The key idea behind Actor-Critic methods is to leverage the advantages of both policy-based and value-based approaches:

  • Policy-Based (Actor): The actor explores and exploits the environment by selecting actions based on the current policy. This introduces a level of stochasticity in the agent's behavior.

  • Value-Based (Critic): The critic evaluates the chosen actions, providing a measure of the expected cumulative reward. This evaluation helps guide the actor towards actions that are likely to result in higher rewards.

The Actor-Critic algorithm involves updating both the actor's policy and the critic's value function iteratively.
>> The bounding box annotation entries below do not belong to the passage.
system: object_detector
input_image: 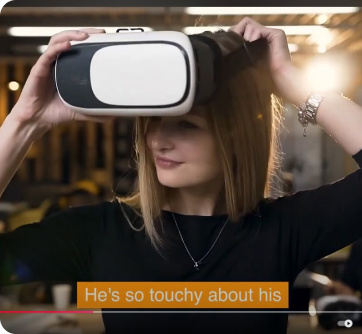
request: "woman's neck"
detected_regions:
[163,189,226,216]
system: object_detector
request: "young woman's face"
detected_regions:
[146,109,223,190]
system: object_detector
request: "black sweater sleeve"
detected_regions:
[273,151,362,278]
[0,204,105,285]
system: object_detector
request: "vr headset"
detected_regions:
[53,29,267,116]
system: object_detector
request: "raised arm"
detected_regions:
[0,29,109,196]
[230,17,362,155]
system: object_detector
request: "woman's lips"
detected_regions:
[156,158,182,168]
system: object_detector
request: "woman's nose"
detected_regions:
[149,121,174,150]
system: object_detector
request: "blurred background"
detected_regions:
[0,6,362,332]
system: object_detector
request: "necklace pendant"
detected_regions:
[194,261,202,270]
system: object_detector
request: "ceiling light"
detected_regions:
[182,25,328,35]
[185,7,359,15]
[8,27,153,37]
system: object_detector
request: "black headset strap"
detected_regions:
[189,34,267,105]
[221,38,268,79]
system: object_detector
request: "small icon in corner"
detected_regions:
[0,0,13,13]
[337,319,353,328]
[344,319,353,328]
[0,320,12,334]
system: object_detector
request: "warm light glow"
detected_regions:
[305,58,343,91]
[288,43,299,53]
[182,25,328,35]
[315,14,328,24]
[36,45,48,53]
[8,81,20,92]
[317,44,327,53]
[185,7,359,15]
[8,27,153,37]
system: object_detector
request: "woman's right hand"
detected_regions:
[9,28,112,134]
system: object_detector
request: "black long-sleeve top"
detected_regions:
[0,150,362,334]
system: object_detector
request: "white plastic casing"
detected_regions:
[55,31,196,116]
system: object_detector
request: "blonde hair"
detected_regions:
[117,31,281,250]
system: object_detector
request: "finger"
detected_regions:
[242,25,254,42]
[48,28,106,45]
[72,112,116,123]
[48,30,89,46]
[31,41,74,77]
[249,30,262,42]
[78,28,106,34]
[229,17,262,35]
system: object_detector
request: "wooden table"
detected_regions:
[0,304,105,334]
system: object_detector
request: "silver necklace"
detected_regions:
[171,212,229,270]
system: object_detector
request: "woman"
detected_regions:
[0,18,362,333]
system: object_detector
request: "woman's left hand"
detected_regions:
[230,17,309,105]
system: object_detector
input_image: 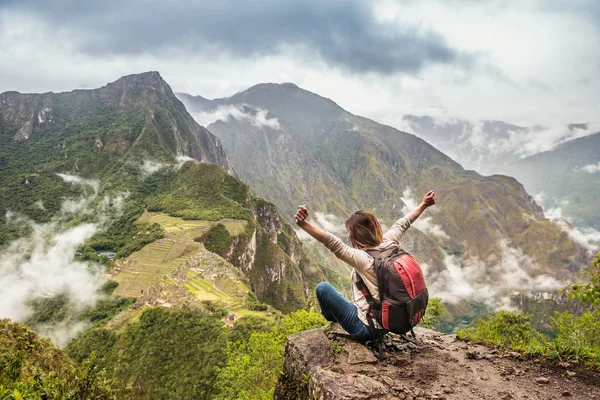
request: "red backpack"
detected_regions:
[356,247,429,358]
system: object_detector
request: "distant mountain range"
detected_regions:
[0,72,335,311]
[178,83,588,298]
[502,132,600,230]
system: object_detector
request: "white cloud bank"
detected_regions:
[581,162,600,174]
[533,192,600,255]
[422,240,562,309]
[194,104,280,130]
[0,174,127,346]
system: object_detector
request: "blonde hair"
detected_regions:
[346,211,383,249]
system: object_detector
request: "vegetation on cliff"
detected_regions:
[458,253,600,367]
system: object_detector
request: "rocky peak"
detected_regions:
[98,71,183,110]
[275,324,600,400]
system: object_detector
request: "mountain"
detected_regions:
[402,115,594,175]
[179,83,588,290]
[0,72,335,311]
[502,132,600,230]
[402,115,528,175]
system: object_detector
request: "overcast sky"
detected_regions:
[0,0,600,130]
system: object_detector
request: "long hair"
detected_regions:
[346,211,383,249]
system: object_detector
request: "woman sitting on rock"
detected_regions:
[295,190,435,340]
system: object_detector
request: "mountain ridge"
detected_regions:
[177,84,588,298]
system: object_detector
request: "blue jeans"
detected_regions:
[315,282,382,340]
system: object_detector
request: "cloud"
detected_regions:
[193,104,280,130]
[424,240,562,309]
[0,174,128,345]
[533,192,600,256]
[0,0,469,74]
[57,174,100,215]
[581,162,600,174]
[403,114,600,174]
[140,160,165,177]
[401,188,450,239]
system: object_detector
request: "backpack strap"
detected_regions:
[356,272,383,361]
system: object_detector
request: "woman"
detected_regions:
[295,190,435,340]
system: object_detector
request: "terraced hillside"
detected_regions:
[109,212,247,297]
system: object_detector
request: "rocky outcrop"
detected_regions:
[180,84,597,284]
[275,326,600,400]
[225,199,325,312]
[0,72,233,173]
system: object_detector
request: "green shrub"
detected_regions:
[421,297,448,329]
[0,319,115,400]
[457,310,544,354]
[202,223,231,256]
[216,310,326,400]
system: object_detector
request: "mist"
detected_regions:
[533,192,600,256]
[421,240,563,310]
[194,104,281,130]
[0,174,127,346]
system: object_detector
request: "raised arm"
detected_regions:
[295,206,373,272]
[295,206,327,242]
[383,190,435,242]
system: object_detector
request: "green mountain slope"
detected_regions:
[0,72,329,311]
[503,133,600,229]
[180,84,587,284]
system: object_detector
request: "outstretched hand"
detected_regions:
[294,205,308,225]
[422,190,435,207]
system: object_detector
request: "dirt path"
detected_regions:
[329,329,600,400]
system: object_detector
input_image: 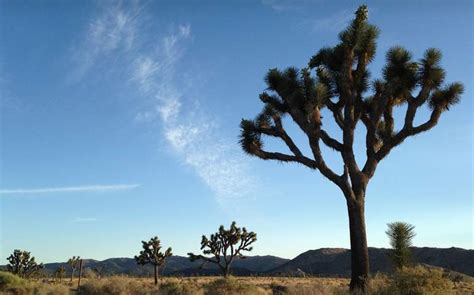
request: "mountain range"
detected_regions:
[23,247,474,277]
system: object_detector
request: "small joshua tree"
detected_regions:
[7,249,43,278]
[67,256,81,282]
[54,266,66,282]
[188,221,257,277]
[135,237,173,285]
[385,222,416,269]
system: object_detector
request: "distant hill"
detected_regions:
[6,247,474,277]
[268,247,474,277]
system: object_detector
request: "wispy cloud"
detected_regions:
[71,217,98,223]
[0,184,140,195]
[74,5,258,206]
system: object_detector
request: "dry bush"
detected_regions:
[204,277,267,295]
[270,283,347,295]
[372,266,455,295]
[77,276,159,295]
[159,279,204,295]
[0,271,69,295]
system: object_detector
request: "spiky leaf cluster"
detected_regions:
[240,5,464,198]
[135,237,173,267]
[188,221,257,274]
[54,266,66,280]
[385,222,416,268]
[7,249,44,278]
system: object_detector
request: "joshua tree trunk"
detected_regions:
[153,264,158,285]
[347,196,369,294]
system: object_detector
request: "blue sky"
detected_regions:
[0,0,474,264]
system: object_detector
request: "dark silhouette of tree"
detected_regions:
[188,221,257,277]
[7,249,43,278]
[67,256,81,282]
[240,5,463,292]
[385,222,416,269]
[54,266,66,282]
[135,237,173,285]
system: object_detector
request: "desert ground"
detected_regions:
[0,275,474,295]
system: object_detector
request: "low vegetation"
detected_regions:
[188,221,257,277]
[0,266,474,295]
[135,237,173,285]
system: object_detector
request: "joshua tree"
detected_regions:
[135,237,173,285]
[7,249,43,278]
[240,5,463,292]
[54,266,66,282]
[385,222,416,269]
[188,221,257,277]
[67,256,81,282]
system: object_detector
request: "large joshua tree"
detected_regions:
[240,5,463,292]
[67,256,81,282]
[7,249,44,278]
[188,221,257,278]
[385,221,416,269]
The updates are typically performed using policy gradients for the actor and temporal difference (TD) learning for the critic.

Common Actor-Critic algorithms include:

  • Advantage Actor-Critic (A2C): A2C is a synchronous version of the Actor-Critic algorithm. It updates the policy and the value function at each time step, using the advantage function to reduce variance.

  • Asynchronous Advantage Actor-Critic (A3C): A3C is an asynchronous version of A2C. It uses multiple parallel actor-learner agents to explore and update the policy and value function asynchronously.

  • Deep Deterministic Policy Gradients (DDPG): DDPG is an off-policy Actor-Critic algorithm designed for continuous action spaces. It uses a deterministic policy for continuous actions.

  • Trust Region Policy Optimization (TRPO) and Proximal Policy Optimization (PPO): TRPO and PPO are policy optimization algorithms that can be considered as a type of Actor-Critic method. They use a policy gradient approach for updating the actor.